Good afternoon, can you post the files from the first post, I also want to try an idea.
 
Aleksey Vyazmikin #:

If last time there were 208 models with profit over 3000 on the sample exam, now there are 277. Is it a coincidence or have the samples become more similar?

You have an extremely high dependence on Seed, i.e. on the new data. In data where there are patterns, the picture would be like on the traine: all in + with small deviations.
Try to change the initial Seed (try several variants). If the number of successful patterns will vary as much, then it is random, as well as the sequence of the HNC when changing the seeda.

Aleksey Vyazmikin #:

By the way, the average profit balance on the sample of test models on the last step is 982 points, and on the truncated sample it is 2115, but on the exam it is almost unchanged -1114 vs -1214.

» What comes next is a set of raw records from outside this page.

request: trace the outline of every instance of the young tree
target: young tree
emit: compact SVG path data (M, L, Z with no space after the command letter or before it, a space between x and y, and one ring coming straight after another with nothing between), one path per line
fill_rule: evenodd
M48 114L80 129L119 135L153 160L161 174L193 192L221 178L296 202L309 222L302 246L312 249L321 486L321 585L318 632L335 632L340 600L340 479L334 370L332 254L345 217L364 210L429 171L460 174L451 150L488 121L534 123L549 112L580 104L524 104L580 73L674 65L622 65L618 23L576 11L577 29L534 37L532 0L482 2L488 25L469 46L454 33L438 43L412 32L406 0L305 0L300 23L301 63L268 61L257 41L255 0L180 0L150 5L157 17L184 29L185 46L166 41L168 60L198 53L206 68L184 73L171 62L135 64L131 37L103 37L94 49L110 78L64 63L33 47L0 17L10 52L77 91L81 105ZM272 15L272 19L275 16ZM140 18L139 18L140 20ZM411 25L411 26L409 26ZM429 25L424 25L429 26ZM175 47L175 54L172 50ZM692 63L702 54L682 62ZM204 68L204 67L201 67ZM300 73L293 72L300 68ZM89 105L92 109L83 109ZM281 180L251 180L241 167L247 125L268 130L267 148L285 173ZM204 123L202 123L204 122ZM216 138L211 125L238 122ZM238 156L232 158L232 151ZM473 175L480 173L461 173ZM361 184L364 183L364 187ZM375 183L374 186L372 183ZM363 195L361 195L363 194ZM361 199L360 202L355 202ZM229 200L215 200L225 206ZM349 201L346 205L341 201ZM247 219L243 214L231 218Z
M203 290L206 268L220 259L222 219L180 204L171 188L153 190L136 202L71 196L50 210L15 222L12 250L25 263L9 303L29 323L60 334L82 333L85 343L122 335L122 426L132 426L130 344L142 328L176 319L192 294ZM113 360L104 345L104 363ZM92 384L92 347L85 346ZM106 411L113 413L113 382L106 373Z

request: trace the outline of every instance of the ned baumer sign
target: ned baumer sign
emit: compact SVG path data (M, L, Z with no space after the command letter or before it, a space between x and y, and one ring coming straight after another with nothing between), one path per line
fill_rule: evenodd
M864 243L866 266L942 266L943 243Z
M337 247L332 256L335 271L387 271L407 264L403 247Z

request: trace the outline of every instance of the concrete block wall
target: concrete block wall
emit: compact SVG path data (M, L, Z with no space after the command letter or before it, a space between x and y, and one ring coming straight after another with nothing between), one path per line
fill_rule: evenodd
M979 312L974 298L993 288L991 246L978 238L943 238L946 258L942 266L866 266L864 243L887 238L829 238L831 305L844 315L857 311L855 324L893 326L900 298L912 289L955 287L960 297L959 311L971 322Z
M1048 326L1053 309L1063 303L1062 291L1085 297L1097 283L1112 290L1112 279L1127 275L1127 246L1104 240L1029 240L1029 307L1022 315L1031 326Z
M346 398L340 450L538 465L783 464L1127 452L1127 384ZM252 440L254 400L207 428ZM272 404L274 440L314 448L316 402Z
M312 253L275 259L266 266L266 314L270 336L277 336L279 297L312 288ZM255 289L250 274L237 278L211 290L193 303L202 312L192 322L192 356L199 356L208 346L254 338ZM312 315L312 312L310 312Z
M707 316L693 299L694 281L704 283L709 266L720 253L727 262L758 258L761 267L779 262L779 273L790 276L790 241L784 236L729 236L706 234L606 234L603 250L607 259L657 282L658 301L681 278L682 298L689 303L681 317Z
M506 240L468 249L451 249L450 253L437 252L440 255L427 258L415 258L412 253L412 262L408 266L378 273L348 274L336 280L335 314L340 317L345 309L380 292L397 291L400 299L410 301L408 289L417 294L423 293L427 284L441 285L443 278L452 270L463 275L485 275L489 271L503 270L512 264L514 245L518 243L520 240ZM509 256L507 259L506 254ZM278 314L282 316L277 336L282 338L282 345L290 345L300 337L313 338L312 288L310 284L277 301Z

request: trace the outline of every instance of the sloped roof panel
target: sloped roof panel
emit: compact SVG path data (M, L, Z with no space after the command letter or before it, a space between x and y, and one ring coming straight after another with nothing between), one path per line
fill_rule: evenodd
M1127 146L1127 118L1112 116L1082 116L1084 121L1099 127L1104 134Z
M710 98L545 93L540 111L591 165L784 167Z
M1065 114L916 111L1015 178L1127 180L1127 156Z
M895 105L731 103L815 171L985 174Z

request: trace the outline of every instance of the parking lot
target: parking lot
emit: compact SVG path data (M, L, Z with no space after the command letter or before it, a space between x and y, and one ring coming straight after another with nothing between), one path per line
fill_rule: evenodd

Strange that the average on the test got > 0. Maybe you mean traine? The test doesn't seem to participate in learning or participates indirectly, for choosing a traine.

Aleksey Vyazmikin #:

Any ideas how to improve the result?

Most likely the model is overtrained or undertrained. And the last option - there are no patterns.
If it is over-trained - try to reduce the number of trees down to 1. If it is under-trained - you can increase the tree depth.
You have probably already tried the variant with more trees.
The lack of patterns is more difficult. If you didn't find them with 5000+ predictors, I don't even know how else to look for them. I don't know how you came up with those 5000+ either. I haven't dug in that direction yet. Since it takes a lot longer to calculate, but I guess I'll have to, since it's also about 50/50 on the OOS.

 

By the way, do you build the balance line with time on the horizontal axis or just with an even step between deals? Judging by the charts - the second.

Here is an example:

The top one has 3000+ trades, the bottom one has 600+. If you make them just with equal spacing, you will get beautiful trends. But here you can see that for 5 years trading was only a few days and there is no sense in making a robot that will sleep for months/years. You will just switch it off.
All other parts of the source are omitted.